The push for new legislation on guns is not dead yet. Despite mixed signals from President Trump, White House staff are drafting and discussing narrow proposals for changing gun laws that could be presented to Trump as soon as next week and announced publicly before Congress returns from recess Sept. 9, according to two White House officials.

Among the proposals under consideration are so-called “red flag” provisions that would allow authorities to take guns away from people who pose a safety threat, an authority that might be paired with requirements that the person receive a mental health evaluation or be committed. Also under discussion were actions to include more information about criminal and mental health records in databases used for background checks during commercial gun purchases, as well as increasing criminal penalties for people who illegally buy guns for someone else, known as “straw buyers.”

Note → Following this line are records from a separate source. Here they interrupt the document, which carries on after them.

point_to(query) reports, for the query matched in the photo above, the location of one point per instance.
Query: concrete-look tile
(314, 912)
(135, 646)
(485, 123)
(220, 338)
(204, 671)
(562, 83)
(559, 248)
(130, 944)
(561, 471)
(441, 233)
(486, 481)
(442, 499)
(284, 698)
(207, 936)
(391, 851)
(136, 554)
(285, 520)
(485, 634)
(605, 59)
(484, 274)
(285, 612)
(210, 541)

Proposals like these would be far more modest than the push for “meaningful background checks” that the President touted in the wake of the mass shootings in El Paso, Texas and Dayton, Ohio earlier this month, and for which Democrats have lobbied. But the discussions also indicate that there remains a possibility—however slim—of passing new gun legislation, despite a report in The Atlantic that Trump had backed away from the issue in a phone call with National Rifle Association chief Wayne LaPierre.

During a lengthy Oval Office meeting on Tuesday, Trump’s staff—including legislative affairs director Eric Ueland, head of the Domestic Policy Council Joe Grogan, and Trump’s daughter and senior advisor Ivanka—walked the President through a list of proposed changes. At one point, Vice President Mike Pence also joined the meeting.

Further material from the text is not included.